A Los Angeles City Councilman is calling for new legislation to better protect street vendors following a rise in attacks.
District 3 Councilman Bob Blumenfield says these street vendor attacks often are not directed solely at the vending activity but are accompanied by anti-Latino and anti-immigrant language. And while these attacks clearly violate existing laws, he says it is also clear that they target a vulnerable population.
“In that particular incident that happened in my district last week, that wasn’t just a theory. That person was hurling all sorts of a racial slurs,” Blumenfield said.
Many of these attacks go unreported due to fear over immigration status. That’s why supporters say they are standing up for vendors and helping them have a voice.
Blumenfeld’s call-to-action comes a week after an ax-wielding man destroyed a fruit vendor’s stand in Woodland Hills. Locals say these types of violent attacks happen all the time.
On Sunday, a large crowd gathered at the spot where the vendor’s produce stand was destroyed. Many brought signs, others bought produce, and passing vehicles honked in a show of solidarity.
“It’s sad and it’s frustrating and this is the angriest I’ve been since the same guy keeps getting away,” Edin Enamordo, a street vendor advocate told KTLA.

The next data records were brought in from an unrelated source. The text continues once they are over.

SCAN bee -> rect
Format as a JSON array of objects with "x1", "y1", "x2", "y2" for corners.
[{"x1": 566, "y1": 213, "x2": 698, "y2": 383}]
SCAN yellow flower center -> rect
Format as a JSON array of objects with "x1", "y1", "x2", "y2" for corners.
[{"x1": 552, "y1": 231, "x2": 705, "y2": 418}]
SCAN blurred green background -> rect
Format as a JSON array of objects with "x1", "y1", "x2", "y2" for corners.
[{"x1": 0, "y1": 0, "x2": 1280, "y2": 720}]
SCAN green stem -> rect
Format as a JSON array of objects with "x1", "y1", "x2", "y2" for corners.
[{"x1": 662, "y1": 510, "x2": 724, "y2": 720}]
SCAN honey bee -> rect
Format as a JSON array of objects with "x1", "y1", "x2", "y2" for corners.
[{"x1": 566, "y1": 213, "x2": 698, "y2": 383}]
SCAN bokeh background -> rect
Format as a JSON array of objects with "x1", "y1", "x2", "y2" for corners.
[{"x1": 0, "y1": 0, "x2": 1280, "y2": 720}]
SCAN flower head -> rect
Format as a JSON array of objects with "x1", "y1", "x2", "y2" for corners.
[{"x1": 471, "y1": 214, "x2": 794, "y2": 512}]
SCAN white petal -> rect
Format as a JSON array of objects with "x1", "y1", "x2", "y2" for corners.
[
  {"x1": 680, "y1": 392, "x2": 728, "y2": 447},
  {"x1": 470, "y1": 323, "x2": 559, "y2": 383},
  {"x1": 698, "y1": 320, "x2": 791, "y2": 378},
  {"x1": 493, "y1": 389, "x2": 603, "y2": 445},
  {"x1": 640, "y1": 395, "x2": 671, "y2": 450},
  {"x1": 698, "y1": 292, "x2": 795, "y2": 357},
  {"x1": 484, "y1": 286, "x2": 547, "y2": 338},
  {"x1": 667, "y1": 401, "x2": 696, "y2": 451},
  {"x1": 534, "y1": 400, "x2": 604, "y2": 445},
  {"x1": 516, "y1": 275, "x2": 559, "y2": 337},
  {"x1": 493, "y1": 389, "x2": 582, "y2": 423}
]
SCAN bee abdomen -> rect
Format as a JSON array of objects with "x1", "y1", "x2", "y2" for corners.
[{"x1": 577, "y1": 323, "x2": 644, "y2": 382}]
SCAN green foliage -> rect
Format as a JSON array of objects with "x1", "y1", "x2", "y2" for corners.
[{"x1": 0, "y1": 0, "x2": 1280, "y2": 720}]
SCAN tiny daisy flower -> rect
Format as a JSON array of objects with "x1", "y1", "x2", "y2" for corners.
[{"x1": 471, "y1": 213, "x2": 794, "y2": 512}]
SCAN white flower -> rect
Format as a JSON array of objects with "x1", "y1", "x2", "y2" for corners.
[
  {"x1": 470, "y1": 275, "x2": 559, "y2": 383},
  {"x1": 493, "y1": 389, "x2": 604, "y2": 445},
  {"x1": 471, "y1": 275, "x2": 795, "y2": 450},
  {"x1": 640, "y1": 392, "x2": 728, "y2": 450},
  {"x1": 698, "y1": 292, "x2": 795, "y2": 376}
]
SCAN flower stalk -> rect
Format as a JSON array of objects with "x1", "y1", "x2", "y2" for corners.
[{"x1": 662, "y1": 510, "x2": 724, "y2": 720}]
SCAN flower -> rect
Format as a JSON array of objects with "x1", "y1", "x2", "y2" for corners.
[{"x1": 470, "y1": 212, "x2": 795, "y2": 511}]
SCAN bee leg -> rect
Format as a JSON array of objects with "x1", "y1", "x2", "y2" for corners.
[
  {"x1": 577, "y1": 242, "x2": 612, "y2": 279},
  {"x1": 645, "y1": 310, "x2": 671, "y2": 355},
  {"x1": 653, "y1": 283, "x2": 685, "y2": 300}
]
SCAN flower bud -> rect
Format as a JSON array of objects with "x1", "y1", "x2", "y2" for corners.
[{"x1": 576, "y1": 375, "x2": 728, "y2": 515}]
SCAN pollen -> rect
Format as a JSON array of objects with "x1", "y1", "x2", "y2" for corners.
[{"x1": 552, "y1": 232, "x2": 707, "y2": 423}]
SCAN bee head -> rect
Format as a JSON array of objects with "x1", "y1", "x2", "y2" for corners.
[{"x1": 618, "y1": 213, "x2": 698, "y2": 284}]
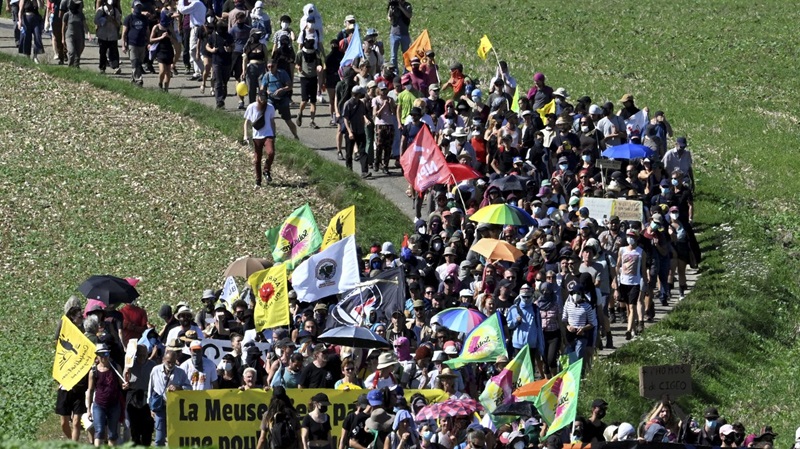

Last week’s ax attack was caught on camera and the alleged assailant has apparently gone after street vendors on several occasions. The man, believed to be Daniel Joseph McGuire, attacked another fruit vendor at the same intersection in March. Two months later, at a rally in support of the vendor, McGuire returned, yelling and cursing at demonstrators while holding a dog on a leash.
Police have positively identified McGuire in at least two of the incidents.
On Sunday, another viral video began to spread of a man attacking a street vendor in Hancock Park. The assailant is seen attacking the street vendor, stealing his minivan, and driving off.
With this latest instance of violence against street vendors, supporters seem to be coming together more than ever.
“Imagine if we aren’t here and imagine how messed up that would be that they would have to figure it out on their own,” Enamordo said.
Enarmado said he will continue to support street vendors and be by their side when they return to their corners to sell their goods to the community.